Sotto questo profilo si tratta, come dicevo, di una elaborazione del lutto per le sconfitte del passato, che è finora mancata alla sinistra, e che metto a disposizione delle varie sinistre con l’intento non già di ritornare al passato, ma di inverare quei valori, ridefinendoli in un tempo totalmente diverso. Si tratta, a mio avviso, di un saggio di filosofia sociale e di teoria politica, ma anche di una risposta attualissima alla crisi del rapporto tra cittadini e politica che ritengo del tutto sterile pensare che si possa risolvere, esclusivamente, sul pur necessario terreno della ingegneria istituzionale. Che si ridurrebbe a mero esercizio politicista se non si rimettessero in campo grandi famiglie culturali, non già attraverso l’amarcord del passato, bensì operando un vero e proprio Aufheben, superando conservando. Questo perché ritengo che anche le più radicali innovazioni, e forti rotture, devono riannodare il rapporto tra passato e presente per guardare al futuro, per uscire da quell’eterno presente, privo di orizzonte, che è alla base del tracollo dei partiti.
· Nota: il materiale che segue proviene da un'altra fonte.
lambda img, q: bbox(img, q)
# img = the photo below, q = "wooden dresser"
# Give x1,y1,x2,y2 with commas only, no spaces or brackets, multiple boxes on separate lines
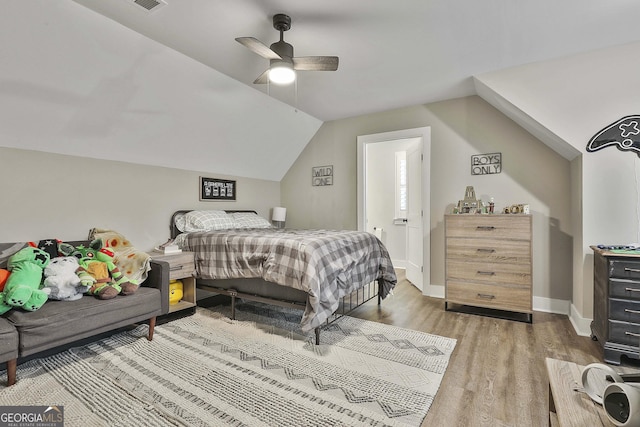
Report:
591,247,640,365
445,214,533,322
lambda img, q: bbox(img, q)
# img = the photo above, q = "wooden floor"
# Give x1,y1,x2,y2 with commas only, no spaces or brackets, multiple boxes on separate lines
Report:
348,272,606,427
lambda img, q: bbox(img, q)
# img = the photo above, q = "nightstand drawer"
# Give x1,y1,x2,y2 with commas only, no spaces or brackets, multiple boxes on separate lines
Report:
151,252,195,280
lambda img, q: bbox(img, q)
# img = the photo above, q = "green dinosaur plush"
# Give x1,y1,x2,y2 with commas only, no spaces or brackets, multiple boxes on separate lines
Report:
0,246,50,315
60,239,138,300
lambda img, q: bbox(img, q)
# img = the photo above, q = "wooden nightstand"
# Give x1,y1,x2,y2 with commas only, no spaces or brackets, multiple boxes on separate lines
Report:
149,251,196,314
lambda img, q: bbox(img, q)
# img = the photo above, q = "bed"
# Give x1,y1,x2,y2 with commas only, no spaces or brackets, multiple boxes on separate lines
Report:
170,210,397,343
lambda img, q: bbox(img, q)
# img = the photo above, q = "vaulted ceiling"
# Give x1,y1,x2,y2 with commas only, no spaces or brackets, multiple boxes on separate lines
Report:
3,1,640,181
73,0,640,122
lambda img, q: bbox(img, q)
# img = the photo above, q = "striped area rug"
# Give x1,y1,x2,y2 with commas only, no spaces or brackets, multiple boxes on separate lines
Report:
0,305,455,426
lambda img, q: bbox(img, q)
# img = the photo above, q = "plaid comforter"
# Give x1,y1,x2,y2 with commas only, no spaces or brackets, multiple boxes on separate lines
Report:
184,228,397,331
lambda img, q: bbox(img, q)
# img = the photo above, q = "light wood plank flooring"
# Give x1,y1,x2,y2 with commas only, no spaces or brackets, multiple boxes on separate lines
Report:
348,272,606,427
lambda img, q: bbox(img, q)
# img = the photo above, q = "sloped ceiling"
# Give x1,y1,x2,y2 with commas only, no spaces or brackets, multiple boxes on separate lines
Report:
0,1,321,181
3,1,640,181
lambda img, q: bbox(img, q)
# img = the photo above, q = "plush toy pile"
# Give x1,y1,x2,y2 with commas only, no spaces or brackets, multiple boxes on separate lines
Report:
0,237,141,313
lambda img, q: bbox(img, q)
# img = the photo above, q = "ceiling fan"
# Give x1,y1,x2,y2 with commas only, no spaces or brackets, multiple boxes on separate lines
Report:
236,14,339,85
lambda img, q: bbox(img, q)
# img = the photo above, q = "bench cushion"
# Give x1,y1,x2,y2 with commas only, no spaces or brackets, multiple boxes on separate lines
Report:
0,318,18,363
6,287,161,357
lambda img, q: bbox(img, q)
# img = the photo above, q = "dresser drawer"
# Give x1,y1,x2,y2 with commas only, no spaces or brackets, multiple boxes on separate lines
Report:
610,259,640,280
446,237,531,264
446,260,531,287
445,215,531,240
610,279,640,301
446,281,532,312
610,298,640,323
609,319,640,347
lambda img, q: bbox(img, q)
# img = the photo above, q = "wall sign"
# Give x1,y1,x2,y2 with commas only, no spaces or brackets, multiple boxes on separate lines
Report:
587,115,640,157
312,165,333,186
471,153,502,175
200,177,236,201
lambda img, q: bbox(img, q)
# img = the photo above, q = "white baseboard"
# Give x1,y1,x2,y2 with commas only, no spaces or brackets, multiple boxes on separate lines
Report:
568,303,593,337
392,260,407,270
531,297,592,337
424,284,445,298
532,296,570,315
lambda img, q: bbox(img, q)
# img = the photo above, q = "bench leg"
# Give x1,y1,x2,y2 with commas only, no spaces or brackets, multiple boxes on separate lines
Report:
147,316,156,341
7,359,16,386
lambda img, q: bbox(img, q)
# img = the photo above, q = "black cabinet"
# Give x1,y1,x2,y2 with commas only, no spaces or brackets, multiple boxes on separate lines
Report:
592,247,640,365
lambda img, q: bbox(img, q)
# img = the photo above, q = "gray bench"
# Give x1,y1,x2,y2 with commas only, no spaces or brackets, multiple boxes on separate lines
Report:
0,240,167,386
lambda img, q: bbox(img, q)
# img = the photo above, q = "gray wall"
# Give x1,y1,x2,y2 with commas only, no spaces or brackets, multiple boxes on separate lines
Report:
282,95,572,303
0,147,280,251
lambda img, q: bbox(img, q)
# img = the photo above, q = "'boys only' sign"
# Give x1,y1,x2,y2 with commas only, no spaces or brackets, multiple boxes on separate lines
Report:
471,153,502,175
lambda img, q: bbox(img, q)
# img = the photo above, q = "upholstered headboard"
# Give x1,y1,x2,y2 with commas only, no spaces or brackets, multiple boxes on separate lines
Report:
169,210,258,239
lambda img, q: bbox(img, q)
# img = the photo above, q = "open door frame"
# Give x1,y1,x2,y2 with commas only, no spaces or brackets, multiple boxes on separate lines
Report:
357,127,434,297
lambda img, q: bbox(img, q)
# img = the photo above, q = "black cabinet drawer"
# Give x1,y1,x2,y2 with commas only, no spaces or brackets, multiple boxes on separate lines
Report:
609,319,640,346
610,279,640,300
610,259,640,280
610,298,640,322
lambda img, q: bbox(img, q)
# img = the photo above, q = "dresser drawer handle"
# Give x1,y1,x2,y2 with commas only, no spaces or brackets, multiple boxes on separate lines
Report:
169,265,184,271
477,248,496,253
625,309,640,315
476,226,495,231
477,271,495,276
477,293,496,300
625,268,640,273
625,331,640,338
625,287,640,292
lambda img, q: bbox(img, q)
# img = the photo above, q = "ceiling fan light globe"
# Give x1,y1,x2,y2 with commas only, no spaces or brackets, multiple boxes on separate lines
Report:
269,66,296,85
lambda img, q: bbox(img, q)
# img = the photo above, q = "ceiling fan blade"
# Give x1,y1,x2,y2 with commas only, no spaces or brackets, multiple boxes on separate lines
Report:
293,56,339,71
235,37,282,60
253,70,269,84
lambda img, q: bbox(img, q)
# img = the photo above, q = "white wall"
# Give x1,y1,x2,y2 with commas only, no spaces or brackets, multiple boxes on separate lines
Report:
282,95,572,306
0,147,280,251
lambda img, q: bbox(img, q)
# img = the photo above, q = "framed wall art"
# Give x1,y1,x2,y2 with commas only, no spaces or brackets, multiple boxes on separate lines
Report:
471,152,502,175
312,165,333,186
200,177,236,201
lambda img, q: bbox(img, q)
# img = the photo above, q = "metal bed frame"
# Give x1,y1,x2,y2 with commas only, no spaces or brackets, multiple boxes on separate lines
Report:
170,209,382,344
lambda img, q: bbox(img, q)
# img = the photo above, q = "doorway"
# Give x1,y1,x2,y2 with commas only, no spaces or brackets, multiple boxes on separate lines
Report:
357,127,431,295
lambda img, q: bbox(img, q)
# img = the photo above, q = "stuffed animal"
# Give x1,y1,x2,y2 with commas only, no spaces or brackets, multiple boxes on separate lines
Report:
42,256,89,301
88,228,151,283
60,239,138,300
169,280,183,305
0,246,50,314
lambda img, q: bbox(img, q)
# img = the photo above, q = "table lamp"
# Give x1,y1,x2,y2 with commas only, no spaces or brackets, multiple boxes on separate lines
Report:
272,207,286,228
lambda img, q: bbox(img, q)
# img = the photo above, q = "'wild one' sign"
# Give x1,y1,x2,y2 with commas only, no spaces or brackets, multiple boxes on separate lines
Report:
312,165,333,186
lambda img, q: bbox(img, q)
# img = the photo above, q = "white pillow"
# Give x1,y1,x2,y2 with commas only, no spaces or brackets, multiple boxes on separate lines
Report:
231,212,273,229
183,210,235,232
174,212,187,232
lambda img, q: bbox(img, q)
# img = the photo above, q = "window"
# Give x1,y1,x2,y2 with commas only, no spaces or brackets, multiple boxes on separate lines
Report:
395,151,407,219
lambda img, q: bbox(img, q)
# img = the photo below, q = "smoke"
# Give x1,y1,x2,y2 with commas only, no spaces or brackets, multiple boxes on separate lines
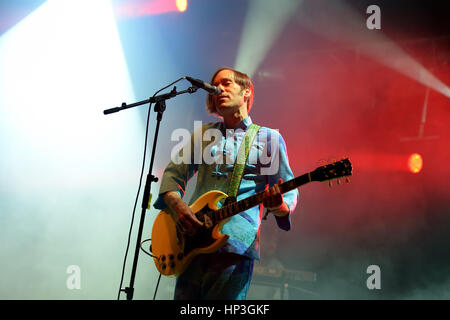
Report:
248,0,450,299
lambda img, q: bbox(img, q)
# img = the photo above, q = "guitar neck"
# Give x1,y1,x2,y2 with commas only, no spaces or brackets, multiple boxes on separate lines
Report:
212,173,311,222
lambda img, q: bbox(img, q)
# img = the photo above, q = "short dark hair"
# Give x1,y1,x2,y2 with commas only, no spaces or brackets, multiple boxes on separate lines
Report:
206,67,254,115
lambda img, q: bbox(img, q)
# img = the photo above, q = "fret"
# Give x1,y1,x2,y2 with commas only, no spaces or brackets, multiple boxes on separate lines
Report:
236,200,242,212
242,199,248,211
221,206,226,219
225,205,231,218
232,202,238,216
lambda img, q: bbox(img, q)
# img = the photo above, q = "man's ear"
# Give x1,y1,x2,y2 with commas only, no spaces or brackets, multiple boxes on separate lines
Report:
243,88,251,101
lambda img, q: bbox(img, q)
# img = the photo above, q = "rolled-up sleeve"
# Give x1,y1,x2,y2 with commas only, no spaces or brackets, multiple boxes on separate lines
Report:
265,130,299,231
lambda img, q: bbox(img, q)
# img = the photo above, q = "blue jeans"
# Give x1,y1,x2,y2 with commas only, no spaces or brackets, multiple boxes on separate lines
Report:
174,251,254,300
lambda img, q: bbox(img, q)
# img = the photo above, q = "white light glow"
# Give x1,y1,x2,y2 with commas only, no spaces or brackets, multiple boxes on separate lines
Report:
0,0,146,299
0,0,137,159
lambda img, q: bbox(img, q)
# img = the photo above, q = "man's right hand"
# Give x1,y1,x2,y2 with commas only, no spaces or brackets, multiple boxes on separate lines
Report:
164,191,203,235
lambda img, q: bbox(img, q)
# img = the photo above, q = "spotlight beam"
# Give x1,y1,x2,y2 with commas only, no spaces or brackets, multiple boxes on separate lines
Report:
235,0,302,77
295,0,450,98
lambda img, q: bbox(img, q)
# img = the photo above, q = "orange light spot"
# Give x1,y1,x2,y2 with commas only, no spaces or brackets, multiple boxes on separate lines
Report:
175,0,187,12
408,153,423,174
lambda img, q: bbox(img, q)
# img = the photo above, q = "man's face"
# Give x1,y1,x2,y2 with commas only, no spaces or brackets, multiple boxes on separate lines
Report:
211,69,249,116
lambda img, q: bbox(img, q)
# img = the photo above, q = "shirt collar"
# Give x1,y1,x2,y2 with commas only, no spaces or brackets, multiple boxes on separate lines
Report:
219,116,253,134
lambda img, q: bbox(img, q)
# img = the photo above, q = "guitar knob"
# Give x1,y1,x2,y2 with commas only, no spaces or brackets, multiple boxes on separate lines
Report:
170,262,175,269
161,263,167,270
177,253,184,260
160,255,166,262
169,254,174,260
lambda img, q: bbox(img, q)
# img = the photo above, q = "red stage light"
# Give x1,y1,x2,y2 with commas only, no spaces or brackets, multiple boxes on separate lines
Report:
408,153,423,174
Tema, questo, ancora quasi del tutto assente dall’attuale dibattito pubblico.

Sotto questo profilo la mia vuole essere una risposta a quella “crisi di sistema” di cui si sta parlando in Italia, in modo ancora troppo prigioniero della politica politicante, guardando, nello stesso tempo, alla più generale crisi della democrazia nel mondo. E cerco di farlo attorno a tre snodi fondamentali.

Il primo snodo è costituito dal tentativo di una ridefinizione della contraddizione fondamentale tra capitale e lavoro all’interno di una visione più ampia, come contraddizione tra l’energia complessiva del lavoro materiale e intellettuale incorporato nella scienza e nella tecnologia e l’appropriazione privatista e incontrollata dei frutti dell’intelligenza sociale complessiva. Il superamento della separazione del lavoratore dal frutto del proprio lavoro si allarga così a quello del superamento della separazione dell’insieme dell’umanità dai frutti della scienza. Il che mi permette di allargare l’arco delle forze che sono chiamate a battersi per una “società altra”.
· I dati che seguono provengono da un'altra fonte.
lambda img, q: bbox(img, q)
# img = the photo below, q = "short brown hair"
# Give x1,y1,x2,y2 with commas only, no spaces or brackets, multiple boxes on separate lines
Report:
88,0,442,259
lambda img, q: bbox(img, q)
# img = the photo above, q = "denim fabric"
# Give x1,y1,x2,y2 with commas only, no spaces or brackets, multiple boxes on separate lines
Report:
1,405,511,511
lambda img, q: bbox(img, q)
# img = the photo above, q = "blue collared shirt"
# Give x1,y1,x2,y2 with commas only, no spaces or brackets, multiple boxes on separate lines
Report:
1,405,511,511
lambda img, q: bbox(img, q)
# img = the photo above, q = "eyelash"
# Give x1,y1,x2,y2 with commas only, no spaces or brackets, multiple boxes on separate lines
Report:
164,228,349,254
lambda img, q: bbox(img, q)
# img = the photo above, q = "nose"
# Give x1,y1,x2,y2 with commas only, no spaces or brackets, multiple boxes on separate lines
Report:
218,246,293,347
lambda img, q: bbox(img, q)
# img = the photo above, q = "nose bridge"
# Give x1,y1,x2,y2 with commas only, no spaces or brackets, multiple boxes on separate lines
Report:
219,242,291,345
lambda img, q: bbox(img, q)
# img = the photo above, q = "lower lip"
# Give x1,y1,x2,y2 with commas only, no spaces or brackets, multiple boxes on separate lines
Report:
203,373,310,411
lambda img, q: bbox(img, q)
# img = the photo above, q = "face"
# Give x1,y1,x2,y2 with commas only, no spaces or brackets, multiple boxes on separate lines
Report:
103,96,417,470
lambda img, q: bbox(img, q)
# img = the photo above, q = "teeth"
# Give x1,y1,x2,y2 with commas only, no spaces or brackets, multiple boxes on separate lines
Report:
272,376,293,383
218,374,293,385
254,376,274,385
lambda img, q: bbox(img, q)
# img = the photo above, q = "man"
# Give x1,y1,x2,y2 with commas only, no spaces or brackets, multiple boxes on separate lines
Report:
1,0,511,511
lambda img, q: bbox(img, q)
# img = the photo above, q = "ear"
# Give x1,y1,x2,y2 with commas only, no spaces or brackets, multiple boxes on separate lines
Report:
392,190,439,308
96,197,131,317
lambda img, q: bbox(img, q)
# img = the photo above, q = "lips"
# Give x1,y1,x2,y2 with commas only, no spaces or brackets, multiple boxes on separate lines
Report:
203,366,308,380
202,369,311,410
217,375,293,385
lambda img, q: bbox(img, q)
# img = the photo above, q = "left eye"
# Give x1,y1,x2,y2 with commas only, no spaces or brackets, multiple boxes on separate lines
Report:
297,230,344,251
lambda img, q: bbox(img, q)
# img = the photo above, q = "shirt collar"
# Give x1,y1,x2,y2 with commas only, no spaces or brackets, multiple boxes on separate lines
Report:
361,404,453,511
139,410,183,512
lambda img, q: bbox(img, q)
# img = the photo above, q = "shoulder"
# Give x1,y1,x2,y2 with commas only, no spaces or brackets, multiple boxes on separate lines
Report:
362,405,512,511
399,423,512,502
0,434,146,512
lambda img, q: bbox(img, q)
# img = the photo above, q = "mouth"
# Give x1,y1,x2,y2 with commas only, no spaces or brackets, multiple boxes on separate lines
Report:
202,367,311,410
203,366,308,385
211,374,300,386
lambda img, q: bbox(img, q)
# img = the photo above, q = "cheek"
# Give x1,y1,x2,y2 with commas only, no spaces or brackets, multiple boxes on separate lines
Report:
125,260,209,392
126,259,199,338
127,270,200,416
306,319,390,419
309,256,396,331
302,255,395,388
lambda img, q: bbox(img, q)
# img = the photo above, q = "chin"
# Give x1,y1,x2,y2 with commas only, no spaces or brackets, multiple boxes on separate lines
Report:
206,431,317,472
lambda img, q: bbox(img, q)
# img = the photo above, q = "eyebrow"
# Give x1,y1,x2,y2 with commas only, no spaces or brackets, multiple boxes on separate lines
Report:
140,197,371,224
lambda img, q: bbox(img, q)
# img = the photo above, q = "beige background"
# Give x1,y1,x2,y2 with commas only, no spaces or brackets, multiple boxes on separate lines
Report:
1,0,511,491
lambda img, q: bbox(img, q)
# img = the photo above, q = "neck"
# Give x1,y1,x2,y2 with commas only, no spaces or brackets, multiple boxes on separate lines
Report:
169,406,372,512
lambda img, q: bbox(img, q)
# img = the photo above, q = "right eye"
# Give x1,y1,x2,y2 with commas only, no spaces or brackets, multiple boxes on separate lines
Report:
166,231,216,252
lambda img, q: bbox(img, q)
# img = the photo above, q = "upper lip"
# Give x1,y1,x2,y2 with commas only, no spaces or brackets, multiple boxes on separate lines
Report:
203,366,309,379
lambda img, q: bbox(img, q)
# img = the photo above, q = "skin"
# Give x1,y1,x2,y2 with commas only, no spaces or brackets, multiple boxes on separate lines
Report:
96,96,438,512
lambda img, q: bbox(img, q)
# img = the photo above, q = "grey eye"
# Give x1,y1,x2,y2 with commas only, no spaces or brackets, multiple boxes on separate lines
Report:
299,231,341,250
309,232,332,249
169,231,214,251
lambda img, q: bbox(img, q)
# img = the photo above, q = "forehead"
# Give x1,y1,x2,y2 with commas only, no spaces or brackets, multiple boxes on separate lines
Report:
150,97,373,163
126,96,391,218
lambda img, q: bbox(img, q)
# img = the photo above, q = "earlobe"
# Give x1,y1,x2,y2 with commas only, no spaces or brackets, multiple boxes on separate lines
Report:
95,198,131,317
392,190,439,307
Il secondo snodo, si riferisce alla ridefinizione delle forze motrici del cambiamento al di là dei partiti tradizionali, ponendo al centro, oltre alla dignità del lavoro il tema del duplice movimento della modernità che produce accanto alle vecchie nuove povertà.

Il terzo, si concentra sulla ricerca di una sintesi alta tra questione sociale e questione ambientale nella direzione di un ecosocialismo che mi spinge a una ridefinizione di parole inflazionate come riformismo e libertà. Ciò mi ha suggerito una ridefinizione della stessa parola socialismo lungo il percorso di un socialismo a tappe, e di un riformismo transnazionale che muove i primi passi dentro il capitalismo, in un originale rapporto tra evoluzione riformista e salto qualitativo, tra riforma e rivoluzione. In sostanza facendo uscire la stessa parola rivoluzione, ingiustamente abbandonata, dalla visione barricadiera del passato per ridarle il significato scientifico che è presente in tutte le scienze. Ciò mi permette di superare il tabù metafisico, il divieto stesso di pensare a formazioni sociali diverse da quella capitalista.

In conclusione, credo di aver fornito un orizzonte culturale, ma anche una nutrita disanima di snodi programmatici, quali, tra gli altri, la centralità del lavoro e la cogestione, la democrazia economica, la democratizzazione del cyberspazio, una società a misura delle donne, la riforma dell’Europa e della governance mondiale, che propongo alla immediatezza del dibattito politico in corso.

Dico subito che io, come si sa, non mi impicco ai nomi, nemmeno a quello di ecosocialismo, anche se fornisco una nutrita documentazione di come stia già facendo il giro per il mondo.

Come ho scritto in conclusione poco importa se le generazioni future chiameranno questa narrazione “socialismo”. Quello che oggi conta è che chi si sente erede di quella tradizione, sia esso socialista, comunista, democratico di sinistra o genericamente progressista, sappia, contaminandosi con altri percorsi ideali, riallacciare il discorso tra passato, presente e futuro. Per non affidare alle nuove generazioni solo l’attuale vuoto ideale, ma un lascito di speranza.